Peter Cruddas, who returned to the company as chief executive in January 2013 after a period as Chairman, has indicated that the firm’s strengthening performance means that it could be ready for a float on the stock market within “months” if the market is right.
The company announced on Friday that it had made pre-tax profits of £32.8 million during the full year ending March 31. The tables have turned compared to its results during the previous year in which the company made a dramatic £4 million loss CMC Markets, which is now half way through its twenty-fifth year of operations, will also pay a dividend to investors of 8.7p per share, totalling £12 million.
10% of the company was bought by Goldman Sachs in November 2007, but Mr. Cruddas has been reported to have stated that he is “not under any pressure” from the bank to float CMC.
“I’ve spent the last two years cleaning up the balance sheet, so there are no legacies to be carried forward,” Mr Cruddas, who owns 90pc of the company, told the Telegraph. “We’ve got lots of cash, the regulatory environment is so tough and we have a great capital ratio.”

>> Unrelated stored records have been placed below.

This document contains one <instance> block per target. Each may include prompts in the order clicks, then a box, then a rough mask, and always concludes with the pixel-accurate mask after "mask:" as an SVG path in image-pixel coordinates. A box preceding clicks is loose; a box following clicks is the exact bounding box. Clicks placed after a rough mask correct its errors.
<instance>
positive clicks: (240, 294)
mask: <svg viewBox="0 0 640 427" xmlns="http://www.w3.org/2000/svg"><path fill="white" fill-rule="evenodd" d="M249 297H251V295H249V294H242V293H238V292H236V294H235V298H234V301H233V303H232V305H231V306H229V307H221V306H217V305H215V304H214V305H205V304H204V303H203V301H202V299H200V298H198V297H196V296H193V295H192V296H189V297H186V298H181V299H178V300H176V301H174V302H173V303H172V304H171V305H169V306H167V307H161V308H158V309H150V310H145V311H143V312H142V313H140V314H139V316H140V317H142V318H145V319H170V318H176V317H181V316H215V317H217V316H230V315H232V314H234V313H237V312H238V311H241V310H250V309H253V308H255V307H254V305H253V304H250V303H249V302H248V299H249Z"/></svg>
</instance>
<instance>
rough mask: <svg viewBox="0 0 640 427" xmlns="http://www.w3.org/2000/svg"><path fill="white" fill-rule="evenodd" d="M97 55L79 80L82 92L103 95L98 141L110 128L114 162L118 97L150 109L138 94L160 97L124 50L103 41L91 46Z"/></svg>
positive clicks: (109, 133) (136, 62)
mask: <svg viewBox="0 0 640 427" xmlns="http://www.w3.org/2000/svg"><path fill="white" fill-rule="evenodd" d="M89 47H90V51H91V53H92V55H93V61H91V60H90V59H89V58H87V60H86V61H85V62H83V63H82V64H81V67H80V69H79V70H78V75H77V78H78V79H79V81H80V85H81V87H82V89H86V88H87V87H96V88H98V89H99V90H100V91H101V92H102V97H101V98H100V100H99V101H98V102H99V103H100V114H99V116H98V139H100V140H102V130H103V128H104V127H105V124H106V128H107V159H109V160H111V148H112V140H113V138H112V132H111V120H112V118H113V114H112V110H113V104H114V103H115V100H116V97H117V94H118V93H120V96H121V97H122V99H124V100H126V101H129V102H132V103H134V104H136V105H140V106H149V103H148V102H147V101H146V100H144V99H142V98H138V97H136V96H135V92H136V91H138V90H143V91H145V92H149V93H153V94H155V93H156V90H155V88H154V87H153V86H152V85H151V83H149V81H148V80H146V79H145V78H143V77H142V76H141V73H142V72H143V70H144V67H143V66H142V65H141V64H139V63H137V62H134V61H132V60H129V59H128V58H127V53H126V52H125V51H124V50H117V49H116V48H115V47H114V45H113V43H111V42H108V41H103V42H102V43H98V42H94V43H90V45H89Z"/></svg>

“We’ll probably wait for another year’s results, but if the market is strong we will float sooner” concluded Mr. Cruddas.
Should this come to fruition, CMC Markets would join firms such as Plus500 and payment processing company SafeCharge within the realms of companies which rose to extremely high financial value in a relatively short time, however this is not the first time that CMC Markets has considered going public. “We’re in such a strong position now, compared to when we tried to float in 2006,” the former Conservative Party co-treasurer told The Telegraph.
“The FTSE 250 dropped 10% on that day – it was a bit of a disaster. The markets didn’t have an appetite for any company.” Mr Cruddas added: “Being back at the helm gives me more control about the destiny of the company, and we will float – it’s a way of rewarding the staff.” Mr. Cruddas is clearly in for the long term, with no plans to seek pastures new should the IPO proceed, wishing to remain at the helm of the company for a further ten years.
Mr Cruddas, who is a high profile figure among Britain’s political and banking classes, won a libel case against The Sunday Times after it alleged that he had offered access to David Cameron in return for major financial donations. This did irreprable damage to his position within the Conservative Party, and subsequent to the publication by the Sunday Times, Mr. Cruddas was removed from his political position. Under the steerage of astute Mr. Cruddas, CMC Markets’ net operating income increased by 14% to £122 million during the financial year.